How it works is this: each artist chooses one of my haiku and images writes a song to it.

The audience has a bird's eye view of the process from inspiration to completed song. It is THRILLING to witness how one work of art gives rise to another, to contemplate how completely different works can be forged of the same initial impulse, and to witness the power of creativity to connect us with the world and each other.

Featuring video made especially for this show as well as performance videos from the Golden Dagger Haiku Milieu show, the Sunday Haiku Milieu Movie features new songs from long-standing Haiku Milieu contributors and newbies alike, many performed for the very first time in front of a live audience.

And being as it is the first time for many of these songs, do some of us forget our words? (ahem, I'm raising my hand here) and/or the order of the verses? (slight cough, downward glance, hand back in air) OF COURSE!! That's part of the fun.  These are professional musicians who have been gigging for a LIFETIME and who have THE VERY SAME JITTERS we all get when doing something new! 

That is part of the magic of the Haiku Milieu show: putting ourselves on the line, alongside others doing the same thing in a different way, working at the highest of levels with a goal of bringing this piece of ourselves to the audience where it may do them, and us, some good. 

I hope you'll join us.

Artists include Ashley and Simpson, Phil Angotti, Caitlin Arquinnes, Naomi Ashley, Robin Bienemann, Ralph Covert, Jason, Braun, Jonas Friddle, Ron Lazzeretti, David Zerlin, Shelly Miller, Matthew Pittman, Haiku, ukulele, Duke, Blue Stevenson, Victoria, storm, Heather Styka, Cathie, Van Wert, Emily White, Jon Williams, Josh Piet, Jason Batchko, Haiku Your Milieu with Amy Lazzeretti and Marilyn Rae Beyer, and of course, yours truly. 

See you at the show!

A Good Chance You’ll have a GREAT Time! 

I have the great joy of hosting the Singer Songwriter Circle at FitzGerald's on the third Tuesday of each month. 

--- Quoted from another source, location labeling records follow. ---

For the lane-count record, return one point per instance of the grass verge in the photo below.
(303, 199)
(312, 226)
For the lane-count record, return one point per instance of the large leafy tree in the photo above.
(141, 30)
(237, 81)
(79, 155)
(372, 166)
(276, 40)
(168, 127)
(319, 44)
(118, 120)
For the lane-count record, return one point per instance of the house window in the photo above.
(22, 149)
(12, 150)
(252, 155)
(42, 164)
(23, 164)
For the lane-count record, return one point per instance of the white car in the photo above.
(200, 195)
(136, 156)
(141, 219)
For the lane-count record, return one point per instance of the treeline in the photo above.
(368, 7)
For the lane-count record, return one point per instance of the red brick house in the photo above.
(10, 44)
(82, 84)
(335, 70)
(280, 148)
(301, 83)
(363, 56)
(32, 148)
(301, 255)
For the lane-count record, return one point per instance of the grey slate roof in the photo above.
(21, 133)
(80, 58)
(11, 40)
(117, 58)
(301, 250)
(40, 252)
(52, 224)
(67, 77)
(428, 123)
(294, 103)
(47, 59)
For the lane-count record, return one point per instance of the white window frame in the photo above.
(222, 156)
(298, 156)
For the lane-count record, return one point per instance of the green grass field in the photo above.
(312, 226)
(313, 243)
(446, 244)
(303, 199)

This past month, musical glitterati Gerald Dowd and Casey McDonough were the special guests, and they were spectacular! And we had no fun at all, as you can tell by the photos. :)

The evening was made all the more special by the presence of Olivia Flanigan, who I held in my arms as a baby and never laid eyes on again until that evening!  You never know what's life's going to bring you, but if you go to FitzGerald's on Tuesday nights, there's a good chance you're going to have a great time.

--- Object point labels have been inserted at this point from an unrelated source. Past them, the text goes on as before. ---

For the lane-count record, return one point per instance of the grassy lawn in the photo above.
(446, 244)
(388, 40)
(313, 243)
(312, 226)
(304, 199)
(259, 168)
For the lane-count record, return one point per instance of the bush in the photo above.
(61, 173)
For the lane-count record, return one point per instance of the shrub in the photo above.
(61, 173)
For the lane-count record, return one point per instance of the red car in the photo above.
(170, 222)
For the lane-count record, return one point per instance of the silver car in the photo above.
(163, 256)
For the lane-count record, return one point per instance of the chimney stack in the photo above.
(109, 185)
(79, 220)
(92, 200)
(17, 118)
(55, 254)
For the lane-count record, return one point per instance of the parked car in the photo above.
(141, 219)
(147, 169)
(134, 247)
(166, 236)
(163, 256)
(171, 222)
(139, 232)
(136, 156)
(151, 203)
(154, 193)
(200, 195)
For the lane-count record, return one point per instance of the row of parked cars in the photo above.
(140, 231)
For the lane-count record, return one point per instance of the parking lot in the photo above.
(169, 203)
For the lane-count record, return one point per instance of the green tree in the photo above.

Speaking of great times, it’s going to be a really fun Memorial Day Weekend.  I hope you can join us!

On Saturday night at Friendly Music Community in Berwyn, Illinois, I’m playing a full two sets of my own songs with an amazing band that includes John Abbey, Steve Doyle and Andon Davis, Ryan Shepherd, Ron Lazzeretti, and Jodi Walker.  The incomparable Bill Brickey opens the show at 8:30 pm. 

Then the next day, Sunday morning at 8:30 am, we will be streaming out the first ever "Haiku Milieu Sunday Morning Movie," a collection of songs and videos inspired by Haiku Milieu that will start your Sunday off right. If you can’t join us in person, you can join us online at Facebook and later in the day on YouTube.  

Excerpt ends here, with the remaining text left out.